Hyperparameters in Continual Learning: A Reality Check
Sungmin Cha, Kyunghyun Cho
TL;DR
This work questions the validity of conventional continual learning evaluation, which tunes hyperparameters within a fixed CL scenario and then reports results, arguing that it overestimates CL capacity. It introduces the Generalizable Two-phase Evaluation Protocol (GTEP), separating hyperparameter tuning on dataset $D^{HT}$ from evaluation on dataset $D^{E}$ while keeping the same scenario configuration, to measure generalization to unseen CL scenarios. Across roughly 8,000 experiments in class-IL with and without pretrained models, the study finds that many state-of-the-art methods do not generalize well under GTEP, with DER showing comparatively stronger cross-scenario generalization and newer methods exhibiting sensitivity and higher costs. The findings advocate a shift toward more rigorous, generalizable evaluation standards in CL to ensure robust and scalable methods, and outline future directions including extending GTEP to online CL and other domains while pursuing more sample-efficient hyperparameter tuning. $D^{HT}$, $D^{E}$, $P^{HT}$, and $P^{E}$ are central quantities, reinforcing the emphasis on cross-scenario generalization in CL.
Abstract
Continual learning (CL) aims to train a model on a sequence of tasks (i.e., a CL scenario) while balancing the trade-off between plasticity (learning new tasks) and stability (retaining prior knowledge).
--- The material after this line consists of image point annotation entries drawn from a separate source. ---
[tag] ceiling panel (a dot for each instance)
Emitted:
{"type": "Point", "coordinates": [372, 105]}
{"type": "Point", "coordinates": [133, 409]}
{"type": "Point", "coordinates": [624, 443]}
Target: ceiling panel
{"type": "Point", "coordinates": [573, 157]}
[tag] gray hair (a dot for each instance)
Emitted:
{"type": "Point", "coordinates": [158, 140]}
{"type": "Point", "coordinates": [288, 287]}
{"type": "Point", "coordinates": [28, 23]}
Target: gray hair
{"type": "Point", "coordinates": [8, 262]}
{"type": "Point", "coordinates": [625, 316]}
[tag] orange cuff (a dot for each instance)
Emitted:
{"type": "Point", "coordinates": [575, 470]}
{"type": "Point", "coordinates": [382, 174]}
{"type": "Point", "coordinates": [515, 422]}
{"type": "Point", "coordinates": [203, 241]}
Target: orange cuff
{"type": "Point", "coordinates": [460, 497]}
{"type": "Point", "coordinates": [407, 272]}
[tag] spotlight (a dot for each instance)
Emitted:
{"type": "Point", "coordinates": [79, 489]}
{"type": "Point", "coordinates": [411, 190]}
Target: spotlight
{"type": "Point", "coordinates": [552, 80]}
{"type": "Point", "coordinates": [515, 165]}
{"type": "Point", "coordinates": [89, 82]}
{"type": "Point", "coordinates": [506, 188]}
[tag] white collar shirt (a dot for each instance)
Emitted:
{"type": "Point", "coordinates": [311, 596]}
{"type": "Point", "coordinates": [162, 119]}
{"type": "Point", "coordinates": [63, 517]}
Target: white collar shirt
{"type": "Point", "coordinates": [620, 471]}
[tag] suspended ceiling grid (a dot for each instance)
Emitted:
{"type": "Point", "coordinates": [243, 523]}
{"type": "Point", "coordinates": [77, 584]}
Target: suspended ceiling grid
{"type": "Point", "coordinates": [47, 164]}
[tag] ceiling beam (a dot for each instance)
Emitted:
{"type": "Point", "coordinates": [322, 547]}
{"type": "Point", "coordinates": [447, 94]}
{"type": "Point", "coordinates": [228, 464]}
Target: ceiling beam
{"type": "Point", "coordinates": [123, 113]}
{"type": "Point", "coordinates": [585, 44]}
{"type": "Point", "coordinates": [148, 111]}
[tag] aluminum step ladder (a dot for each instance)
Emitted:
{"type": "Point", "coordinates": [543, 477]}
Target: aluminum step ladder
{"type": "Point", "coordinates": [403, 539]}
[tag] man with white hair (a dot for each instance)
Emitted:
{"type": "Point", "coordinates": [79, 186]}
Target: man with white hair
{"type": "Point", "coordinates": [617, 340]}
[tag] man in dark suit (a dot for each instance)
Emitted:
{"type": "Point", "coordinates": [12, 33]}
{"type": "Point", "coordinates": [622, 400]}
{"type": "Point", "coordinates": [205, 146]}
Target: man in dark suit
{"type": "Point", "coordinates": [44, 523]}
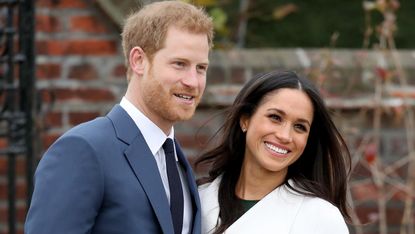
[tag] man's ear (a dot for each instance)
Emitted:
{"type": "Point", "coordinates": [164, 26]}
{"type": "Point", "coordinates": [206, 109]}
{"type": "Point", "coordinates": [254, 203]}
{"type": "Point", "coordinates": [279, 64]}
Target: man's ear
{"type": "Point", "coordinates": [137, 60]}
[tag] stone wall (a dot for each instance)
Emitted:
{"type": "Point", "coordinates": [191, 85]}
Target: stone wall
{"type": "Point", "coordinates": [80, 75]}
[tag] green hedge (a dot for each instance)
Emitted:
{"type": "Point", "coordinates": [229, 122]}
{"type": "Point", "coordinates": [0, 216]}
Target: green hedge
{"type": "Point", "coordinates": [313, 24]}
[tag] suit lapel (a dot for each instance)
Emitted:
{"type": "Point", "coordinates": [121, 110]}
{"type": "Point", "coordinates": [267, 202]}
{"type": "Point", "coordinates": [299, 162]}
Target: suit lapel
{"type": "Point", "coordinates": [143, 165]}
{"type": "Point", "coordinates": [192, 188]}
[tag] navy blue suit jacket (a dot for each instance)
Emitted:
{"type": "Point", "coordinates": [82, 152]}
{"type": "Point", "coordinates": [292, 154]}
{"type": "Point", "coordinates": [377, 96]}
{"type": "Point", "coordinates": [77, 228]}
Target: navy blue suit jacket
{"type": "Point", "coordinates": [101, 177]}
The dominantly adopted conventional evaluation protocol for CL algorithms selects the best hyperparameters (e.g., learning rate, mini-batch size, regularization strengths, etc.) within a given scenario and then evaluates the algorithms using these hyperparameters in the same scenario. However, this protocol has significant shortcomings: it overestimates the CL capacity of algorithms and relies on unrealistic hyperparameter tuning, which is not feasible for real-world applications. From the fundamental principles of evaluation in machine learning, we argue that the evaluation of CL algorithms should focus on assessing the generalizability of their CL capacity to unseen scenarios. Based on this, we propose the Generalizable Two-phase Evaluation Protocol (GTEP) consisting of hyperparameter tuning and evaluation phases. Both phases share the same scenario configuration (e.g., number of tasks) but are generated from different datasets. Hyperparameters of CL algorithms are tuned in the first phase and applied in the second phase to evaluate the algorithms. We apply this protocol to class-incremental learning, both with and without pretrained models. Across more than 8,000 experiments, our results show that most state-of-the-art algorithms fail to replicate their reported performance, highlighting that their CL capacity has been significantly overestimated in the conventional evaluation protocol. Our implementation can be found in https://github.com/csm9493/GTEP.